Trabalho a partir da construção de uma relação terapêutica segura e confiável, que possa acolher a singularidade e a subjetividade de cada pessoa.
Ofereço uma presença clínica atenta e consistente para que sentimentos, conflitos e diferentes modos de estar no mundo possam ser reconhecidos, favorecendo a continuidade do processo de amadurecimento emocional.
A escuta é empática e a interação, ativa e criativa. Ambas se apoiam em uma compreensão profunda das relações humanas e no, entendimento, de que o desenvolvimento pessoal é favorecido por um ambiente de confiança e cuidado.
Ao longo da minha trajetória clínica, fui construindo uma compreensão que considera não apenas o sofrimento apresentado, mas também a história, os vínculos e as condições em que cada pessoa pôde se desenvolver. Foi nesse percurso que me aproximei da psicanálise winnicottiana.



Formação e percurso profissional


Donald Winnicott

A psicanálise possui diferentes correntes e perspectivas. Desde sua criação por Sigmund Freud, no final do século XIX, muitos psicanalistas desenvolveram novos conceitos e formas de compreender a experiência humana, a partir de suas observações, experiências clínicas e reflexões teóricas.
Esses desenvolvimentos deram origem a diferentes escolas dentro da psicanálise, cada uma oferecendo um olhar particular sobre o sofrimento humano e o processo terapêutico.
Sempre me identifiquei especialmente com as ideias de Donald Winnicott, psicanalista britânico que destacou a importância do ambiente e das relações iniciais no processo de amadurecimento emocional.
Na perspectiva Winnicottiana, o amadurecimento emocional acontece na relação entre o indivíduo e o ambiente.

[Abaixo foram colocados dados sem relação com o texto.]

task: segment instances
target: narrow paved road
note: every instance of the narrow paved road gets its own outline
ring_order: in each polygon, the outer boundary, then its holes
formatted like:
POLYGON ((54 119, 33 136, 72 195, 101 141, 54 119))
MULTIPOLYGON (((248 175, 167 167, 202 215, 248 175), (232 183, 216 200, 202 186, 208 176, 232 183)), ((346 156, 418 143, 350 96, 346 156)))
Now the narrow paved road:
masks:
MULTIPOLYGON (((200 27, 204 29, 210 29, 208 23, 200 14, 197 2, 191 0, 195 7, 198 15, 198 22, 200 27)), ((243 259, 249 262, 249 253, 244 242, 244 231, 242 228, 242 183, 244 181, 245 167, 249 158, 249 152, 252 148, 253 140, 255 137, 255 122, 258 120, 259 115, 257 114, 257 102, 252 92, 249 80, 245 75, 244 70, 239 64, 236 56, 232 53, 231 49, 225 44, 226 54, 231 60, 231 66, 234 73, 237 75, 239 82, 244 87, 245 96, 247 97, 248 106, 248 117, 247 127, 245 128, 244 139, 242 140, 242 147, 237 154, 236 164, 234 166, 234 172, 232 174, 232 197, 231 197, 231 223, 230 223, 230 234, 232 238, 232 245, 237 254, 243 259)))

Quando esse ambiente não consegue oferecer, em determinados momentos, as condições necessárias para sustentar esse processo, diferentes formas de adaptação e defesa podem se constituir.
Esse sofrimento pode se manifestar de diferentes maneiras, como ansiedade, depressão, fobias, compulsões, dependência emocional, dificuldades na elaboração do luto e manifestações psicossomáticas.
Na clínica, busco compreender, a partir da história singular de cada pessoa, como essas formas de existir e de se proteger foram sendo construídas e em que momentos seu processo de amadurecimento pode ter encontrado dificuldades ou interrupções.
A partir dessa compreensão, o manejo clínico e as interpretações são pensados de acordo com as necessidades de cada paciente, favorecendo a possibilidade de retomar aspectos do amadurecimento emocional e construir modos mais próprios e espontâneos de estar e existir no mundo.